T. Alexander Popiel popiel@wolfskeep.com
Wed, 18 Sep 2002 13:37:19 -0700


In message:  <LNBBLJKPBEHFEDALKOLCMEAFBFAB.tim.one@comcast.net>
             Tim Peters <tim.one@comcast.net> writes:
>>
>> * Graham was very specific in describing his tokenizer...
>>   and you folks seem to have ignored that description.
>
>The answer to every question is "because careful experiments said it worked
>better".  This one is discussed in a long tokenizer.py comment block, with
>title "How to tokenize?", and some full both-way test results are given
>there.

Argh.  I just saw that comment block, nestled between n-grams
and HTML discussions.  Somehow I managed to overlook it on my
prior readings.  Sorry.

>> * Why do you throw out super-long words?
>
>Likewise, but under the section "How big should 'a word' be?".

Yeah, but that section only seems to refer to deciding the cutoff
length between 12 and 13 characters, not whether there should be a
cutoff at all.  Hrm.

>>   Since I'm not storing _all_ words encountered (I'm only keeping the
>>   probability computations after ignoring the few-occurences words)
>
>(Perhaps not so) Strangely enough, my experiments showed that never ignoring
>a word worked better.

That's not something I thought to check.  Perhaps I'll try it.

>Do read our project's TESTING.txt:

*nod*  Good stuff.

>>   However, I do _not_ consider additional less significant words if
>>   the number of maximally significant words is >N.
>
>And we do, *if* the number of non-cancelling maxprob words is less than N.

Yeah, that's the distinction I thought I saw.  I tested it both ways
(though not as rigorously as you do) and chose my way.

>The fact is that the scheme is almost totally lost in these cases
>regardless, and Graham's combining rule is such that just a few .01`or .99
>clues not cancelled pretty much determines the final outcome.

The cases that decided me had about 20-30 maximal clues, with about
5 or 6 unpaired .99s.  Allowing the less significant clues (ranging
from .02 to .08 with only a couple .96-.98s) flipped them from 'spam'
to 'ham', increasing the FN rate annoyingly.

Of course, this may be an artifact of my corpora size... those .02-.08
clues may get promoted to .01s with more training data, completely
obviating the difference in our approaches.

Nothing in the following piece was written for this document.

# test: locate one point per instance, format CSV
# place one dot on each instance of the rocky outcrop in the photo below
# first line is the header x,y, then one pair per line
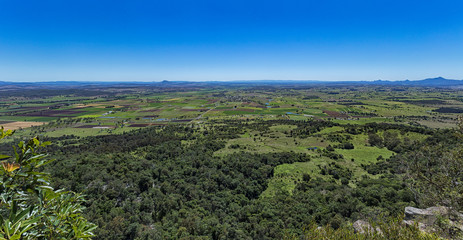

>One of my most stubborn false negatives has over a hundred .01 clues
>to a couple dozen .99 clues -- it doesn't matter what we do to combine
>those, it's always going to be a false negative without a more fundamental
>change elsewhere.

Yes.

>This "only look at smoking guns" scoring scheme seems to be systematically
>weak when dealing with long and chatty "just folks" spam (of which there is
>blessedly little so far <wink>).

Indeed.  I'm at a loss for how to combat it, though, unless we
artificially restrict the number of .01s we get through limited
corpora.

>Well, it's a statistical approach, [...]
>You really need multiple test runs to have confidence you're
>making progress.

Yeah, I really ought to be more anal about it. ;-)

- Alex